3.5. Model Foulant Tests and the Relationship Between the Individual Parameters
Figure 8a illustrates the permeability of the membranes obtained after UV-LED curing of CRP-PBM‒cast membranes (deriving from CRP-PBMs obtained after different CRP times) and of the membranes obtained after casting with unpolymerized PBM followed by UV-LED polymerization (Δt
i = 0) and by redox polymerization for 5.5 min (REDOX-PBM). The viscosities of the uncast PBMs, as obtained by rheological measurements (see
Section 3.3) are also shown.
As can be seen, for UV-LED cured CRP-PBM‒cast membranes, the permeability (orange dotted line) was decreased by increasing the dynamic viscosity of the uncast CRP-PBMs (brown dotted line), which, in turn, increased with the CRP time. Moreover, the permeability of the REDOX-PBM membrane was significantly higher with respect to all UV-LED polymerized coated membranes.
Since the casting coating procedure was the same for all PBMs (using the spiral-casting knife with a 4 µm wet coating thickness), these quite unexpected results are conceivably due to the modification of the polymer structure of the coating layers obtained upon polymerization under different conditions, as observed by solid state NMR measurements (
Section 3.4).
Figure 8b shows the same membranes after the model foulant tests. The brownish color illustrates the fouling propensity for each coated membrane. As previously mentioned, a lighter color did not necessarily lead to a better fouling mitigation per se, as the membrane tests were conducted at constant TMP. Yet, the results are further evidence that the intervention of CRP followed by UV curing caused the porous coating layer to become a relatively dense structure. Accordingly, a greater change in CRP time Δt
i resulted in a denser layer for water filtration application. This in turn led to lower fouling propensity although the filtration capacity was reduced. With this learned knowledge, membrane coating layers with different filtration properties could be produced for a specific wastewater composition without changing the coating equipment or the coating material input.

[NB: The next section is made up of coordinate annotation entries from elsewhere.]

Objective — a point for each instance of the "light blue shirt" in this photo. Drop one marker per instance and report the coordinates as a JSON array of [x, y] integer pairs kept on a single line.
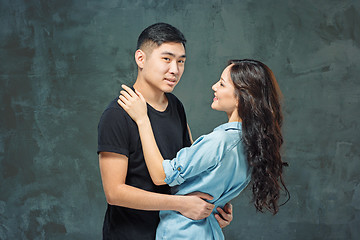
[[215, 164]]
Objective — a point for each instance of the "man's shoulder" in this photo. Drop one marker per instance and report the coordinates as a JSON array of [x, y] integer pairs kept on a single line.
[[174, 100], [114, 110]]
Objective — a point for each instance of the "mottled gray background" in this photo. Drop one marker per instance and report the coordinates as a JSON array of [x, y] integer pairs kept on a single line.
[[62, 62]]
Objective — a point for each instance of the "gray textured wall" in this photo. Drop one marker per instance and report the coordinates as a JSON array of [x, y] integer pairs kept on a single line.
[[62, 61]]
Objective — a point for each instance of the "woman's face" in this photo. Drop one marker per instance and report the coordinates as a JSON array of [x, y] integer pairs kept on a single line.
[[224, 91]]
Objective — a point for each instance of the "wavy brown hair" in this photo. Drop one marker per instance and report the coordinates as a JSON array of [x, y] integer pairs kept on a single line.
[[259, 108]]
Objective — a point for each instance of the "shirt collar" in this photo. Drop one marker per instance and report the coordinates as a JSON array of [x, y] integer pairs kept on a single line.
[[230, 125]]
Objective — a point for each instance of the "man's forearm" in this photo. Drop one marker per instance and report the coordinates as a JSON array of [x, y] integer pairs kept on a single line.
[[132, 197]]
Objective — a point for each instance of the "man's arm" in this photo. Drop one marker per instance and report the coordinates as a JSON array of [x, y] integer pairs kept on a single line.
[[113, 168]]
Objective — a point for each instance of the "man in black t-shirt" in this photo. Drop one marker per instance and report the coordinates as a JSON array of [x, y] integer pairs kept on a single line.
[[133, 199]]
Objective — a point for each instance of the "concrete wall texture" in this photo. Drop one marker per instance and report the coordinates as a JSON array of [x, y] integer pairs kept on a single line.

All in all, the redox-polymerized PBM-coated membrane showed the highest permeability at 0.5 bar TMP (
Figure 8a). As confirmed by NMR, the redox polymerization gave a different polymeric structure of polymerized PBM compared to the materials obtained by CRP followed by UV-LED curing, which was more favorable in terms of permeability for the filtration of humic acid solutions (100 mg·L
−1, pH 9). On the other hand, the membrane coated with UV-LED polymerized PBM (Δt
i = 0) possessed a higher pore intrusion and thus the pore blockage was more extended with respect to the redox-polymerized PBM-coated membrane.